Alan Keohane : Une trajectoire ancrée dans le Maroc

Installé à Marrakech depuis le début des années 1990, Alan Keohane s’inscrit dans une génération de photographes étrangers ayant contribué à documenter et valoriser l’esthétique marocaine contemporaine. Son parcours témoigne d’une immersion progressive dans les réalités culturelles locales, au-delà d’un simple regard touristique.
Son travail s’inscrit dans une logique de temps long, caractérisée par une observation fine des usages, des espaces et des visages du Maroc.

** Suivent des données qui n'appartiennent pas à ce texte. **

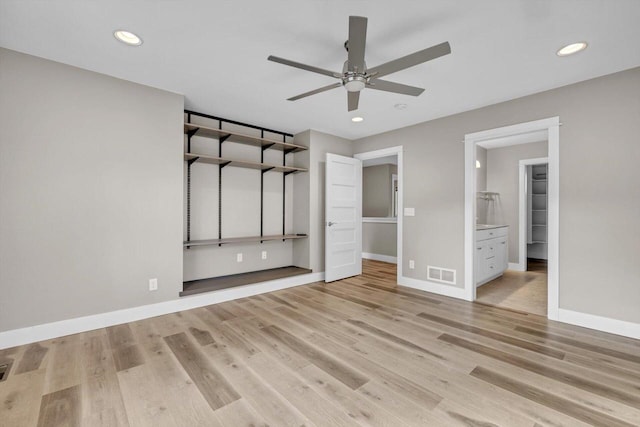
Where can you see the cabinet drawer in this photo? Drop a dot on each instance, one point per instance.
(492, 233)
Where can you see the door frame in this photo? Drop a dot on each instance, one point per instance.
(552, 126)
(522, 209)
(385, 152)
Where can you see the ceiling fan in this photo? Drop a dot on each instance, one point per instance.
(356, 76)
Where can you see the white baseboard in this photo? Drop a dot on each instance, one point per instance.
(433, 287)
(600, 323)
(47, 331)
(378, 257)
(516, 267)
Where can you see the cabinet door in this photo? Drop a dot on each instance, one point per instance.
(502, 256)
(481, 261)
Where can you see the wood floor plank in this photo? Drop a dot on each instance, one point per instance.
(257, 392)
(557, 403)
(295, 390)
(635, 358)
(240, 413)
(126, 353)
(357, 407)
(203, 337)
(61, 408)
(360, 351)
(213, 386)
(20, 398)
(101, 397)
(32, 358)
(391, 337)
(632, 400)
(334, 367)
(160, 393)
(547, 351)
(354, 300)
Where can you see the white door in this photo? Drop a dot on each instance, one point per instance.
(343, 217)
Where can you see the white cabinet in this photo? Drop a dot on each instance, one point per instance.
(491, 253)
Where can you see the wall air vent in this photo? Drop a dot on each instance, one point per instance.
(442, 275)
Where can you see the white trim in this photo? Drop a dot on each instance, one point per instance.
(399, 151)
(600, 323)
(516, 267)
(47, 331)
(379, 257)
(522, 209)
(552, 125)
(435, 288)
(380, 220)
(553, 222)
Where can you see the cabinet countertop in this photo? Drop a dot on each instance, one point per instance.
(488, 226)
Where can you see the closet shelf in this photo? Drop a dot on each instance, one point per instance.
(250, 239)
(241, 163)
(208, 132)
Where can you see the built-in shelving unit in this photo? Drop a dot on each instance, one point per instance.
(249, 239)
(221, 136)
(202, 158)
(537, 221)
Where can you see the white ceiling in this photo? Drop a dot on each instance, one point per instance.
(215, 52)
(387, 160)
(507, 141)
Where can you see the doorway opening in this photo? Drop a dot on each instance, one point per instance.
(520, 202)
(501, 234)
(382, 207)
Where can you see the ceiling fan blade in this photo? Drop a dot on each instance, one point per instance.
(352, 100)
(304, 66)
(356, 43)
(313, 92)
(411, 60)
(388, 86)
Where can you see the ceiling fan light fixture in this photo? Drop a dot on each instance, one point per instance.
(354, 83)
(572, 48)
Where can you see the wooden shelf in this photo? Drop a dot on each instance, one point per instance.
(207, 132)
(241, 163)
(250, 239)
(225, 282)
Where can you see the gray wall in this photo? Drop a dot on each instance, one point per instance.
(377, 198)
(503, 176)
(599, 188)
(90, 192)
(481, 185)
(380, 238)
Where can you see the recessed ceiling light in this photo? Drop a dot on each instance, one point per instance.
(572, 48)
(127, 37)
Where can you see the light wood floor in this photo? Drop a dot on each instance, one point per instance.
(355, 352)
(518, 290)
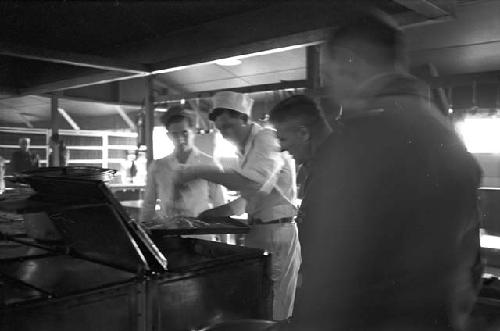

Une spécialisation au croisement du documentaire et du commercial

Alan Keohane développe une double approche photographique :

D’une part, une photographie éditoriale et documentaire, centrée sur les cultures marocaines — notamment les populations berbères, les paysages désertiques et les scènes de vie quotidienne. Cette dimension se retrouve dans ses ouvrages tels que Berbers of Morocco ou Bedouin: Nomads of the Desert, où la photographie devient outil de transmission et de mémoire.

D’autre part, une photographie commerciale haut de gamme, fortement liée au développement touristique de Marrakech. Il collabore avec des établissements prestigieux, notamment dans l’hôtellerie et l’architecture, pour produire des images destinées à la communication visuelle.

Riad Les Yeux Bleus, Marrakech. Photo by Alan Keohane www.still-images.net

Marrakech comme laboratoire visuel

La ville de Marrakech occupe une place centrale dans son œuvre. Elle agit comme un véritable laboratoire où se rencontrent :

  • l’architecture traditionnelle (riads, médina)
  • les espaces contemporains (hôtels de luxe, resorts)
  • les dynamiques sociales et culturelles

Ses images traduisent une esthétique de la lumière, caractéristique du Maroc, où les contrastes, les textures et les couleurs jouent un rôle structurant dans la composition.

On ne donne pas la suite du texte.